All software is either maintained or abandoned
Assumed audience: Engineers and leaders who work with complex systems and are curious about team dynamics.
Some years back I had the privilege to work at the health company Lifesum, first as an engineer, then leading their data team, then leading the whole engineering org.
When I look back at that time, it's clear that snowballing engineering challenges held back the business and prevented it from thriving. The biggest challenge was mobile sync.
Unsuccessful efforts to solve our sync issues were a substantial drain on engineering for multiple years, preventing us from shipping essential features and taking on important opportunities. And at its core, the problems lay in a codebase that was both abandoned and yet essential to the business.
To understand how this happened, we need to go back to the earliest days of iOS.
The earliest days of iOS
Lifesum was an app created in the early days of the iPhone's release and subsequent app store.
At those times, mobile apps were truly mobile-first, and the data for them was often stored locally on device. For example, the Things app that won an Apple Design Award in 2009 stored all its data on the device.
As another year or two passed, it became urgent for people to be able to migrate data to new devices. A kind backup and sync method was retrofitted to apps like Lifesum and Things.

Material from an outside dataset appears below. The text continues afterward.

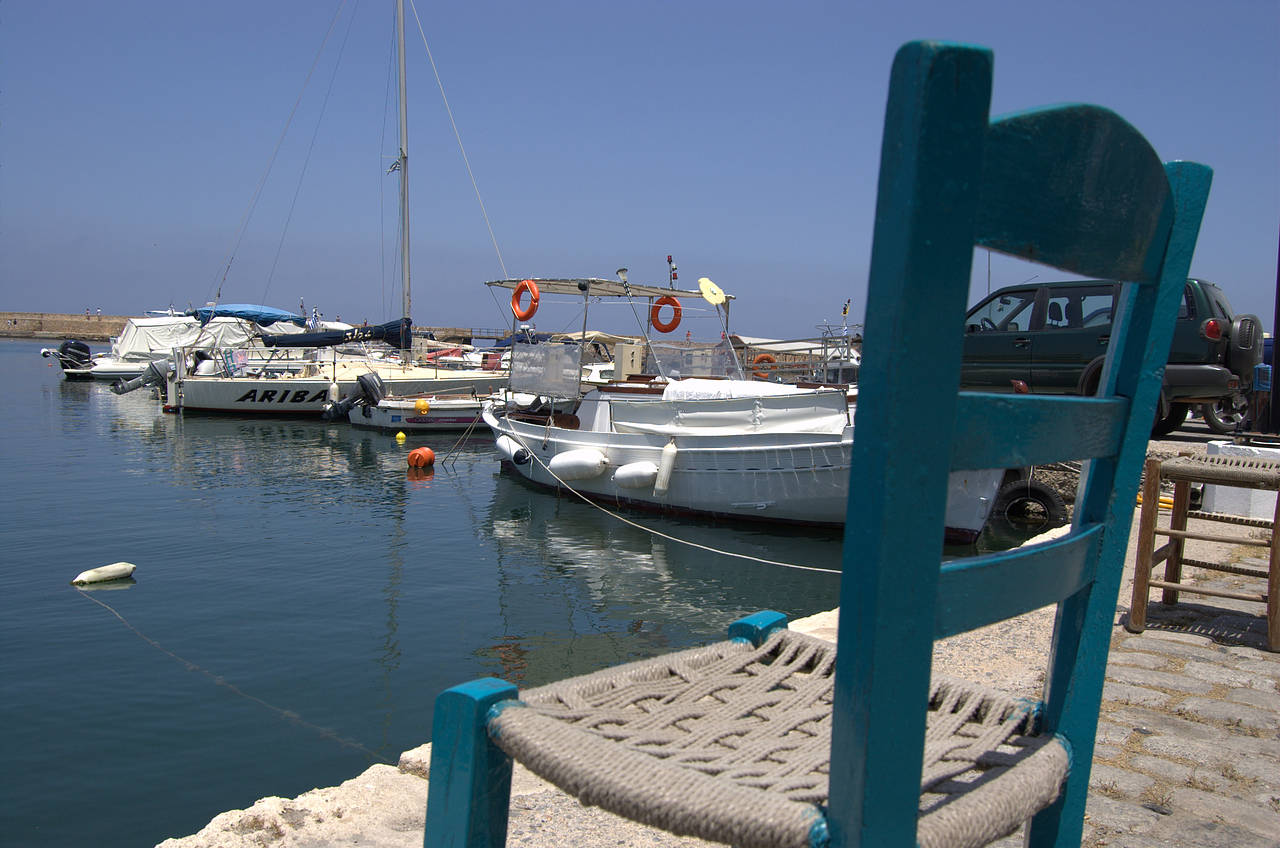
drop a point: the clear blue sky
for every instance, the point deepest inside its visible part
(741, 137)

It usually worked great for the case of transitioning from one device to another, but these systems were not designed or tested for smooth multi-device usage -- you'd end up with consistency issues and data conflicts all the time.
The problem being solved
Unlike Things, Lifesum was also integrating with other services like Runkeeper and Fitbit, and doing a server-side sync against their APIs. This kind of health data can have much more frequent updates than a todo list, and basically means that both the phone and the server are masters that can accept writes.

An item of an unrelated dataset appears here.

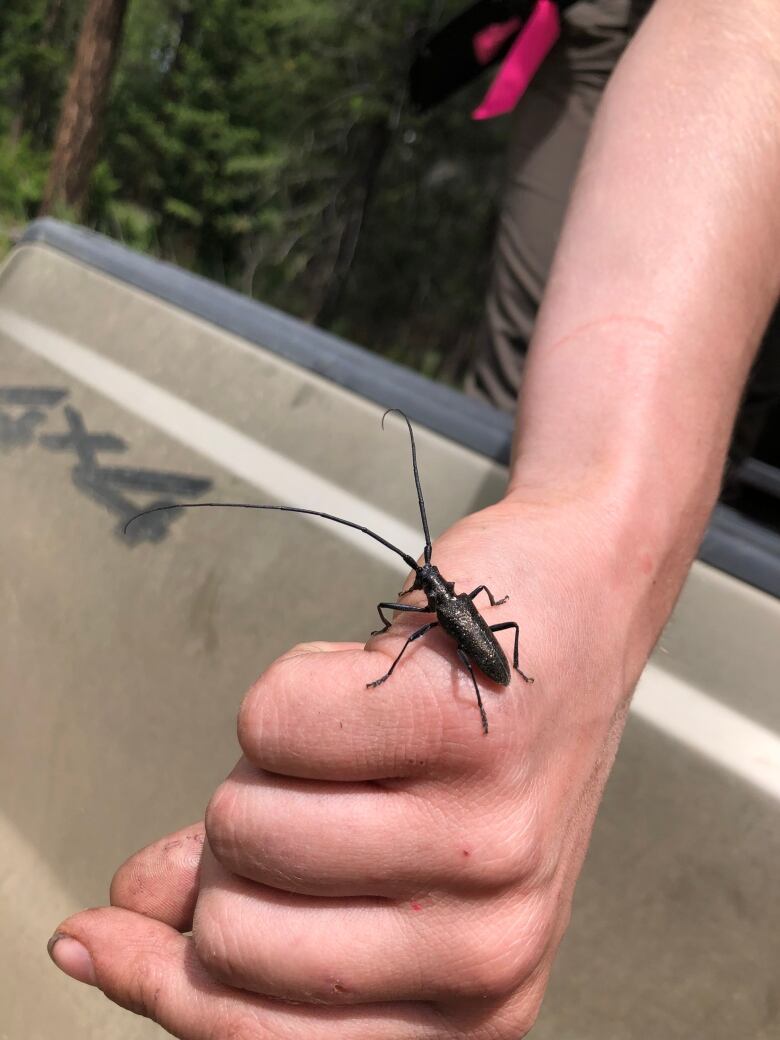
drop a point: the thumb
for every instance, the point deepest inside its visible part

The solution came as part of the masters thesis of early engineers Olle Lind and Joakim Hammer, who went on to do very strong iOS and Android development for Lifesum in the years that followed.
Essentially, the phone kept a full copy of the user's data, and a system based on tables and timestamps could efficiently indicate when data was changed and needed to be synced. Then only the delta would be sent each way.

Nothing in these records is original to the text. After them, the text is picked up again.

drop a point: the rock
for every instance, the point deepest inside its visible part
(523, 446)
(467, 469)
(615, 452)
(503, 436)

The problem that did not get solved
As a thriving project, demands on Lifesum grew and it was natural that the database schema grew and changed with it.
This led to a delicate dance. On the mobile side, the app could more or less progress, but on the backend side, then sync needed to support years of old app versions with data schemas that could not be updated.
Predictably, the main sync loop became a snowballing mess of if-else statements and special cases, growing to thousands of lines of code. It was a nightmare to maintain and very difficult to test. Senior engineers abandoned the "scout rule" of leaving the code cleaner than you found it, and just got in and got out as quickly as possible.
One senior complained bitterly when I pushed him to do a basic refactor to make the code he was touching more readable, because he had not mentally planned for the "risk" of changing it.
The code got so bad that the team mentally moved on from it, and started the process of replacing it. However, the replacement would turn out to take years, and the unspoken decision to stop leaning into it, stop mastering it, would turn out to have big consequences.
Limiting support for app versions
One solution to all the branching special cases was to begin cutting off old app versions, and only supporting a sliding window of app versions. After all, if an old version was no longer used, we wouldn't need the code to contort our data model to its old schema.
We did, eventually, limit support for app versions. It was a long, controversial process, that got pushback from users and sometimes from the team. We developed a system of "soft nudge", "hard nudge" and "force update" that could encourage users to update their app to a newer version.
At the moment we shipped it to app stores, all our existing users were running old app versions. That means that they did not even have support for these nudges yet!
We shipped them into recent releases, then waited months before trying them out. But when we tried them, we had not QA'd them enough —- they were buggy and did not work as expected. It would take a year before we were in a habit of routinely deprecating old app versions, and before apps in the wild had reliable support for update nudges.
The refactor that never happened
In the meantime, we did a major refactor of the sync on the backend, coming up with a new data model that we thought was more future-proof. However, shipping it would require multiple teams to prioritise implementing it, and a plan for simultaneous release! Our two mobile teams were desperately pushing for new features, and it was a constant struggle to get the resources to do the change.
In the end, the sync problem outlived my tenure at Lifesum, and the new data model was never fully implemented. Years later I enquired, and was told that a different, related, partial solution had been picked up instead.
Essentially, the entire exercise was a colossal cost to the org. At that time, Lifesum was close to profitable but not quite there, and faced fierce competition from other companies, so the opportunities lost were very real for everyone involved.
Maintained or abandoned
Lessons about software architecture are often learned painfully, by following choices over a long period and understanding their ultimate consequences.
In this case, I learned that you cannot allow the code for any core part of your business to be mentally abandoned. Unless you can replace it very rapidly, you must eat the pain of mastering it and incrementally improving it.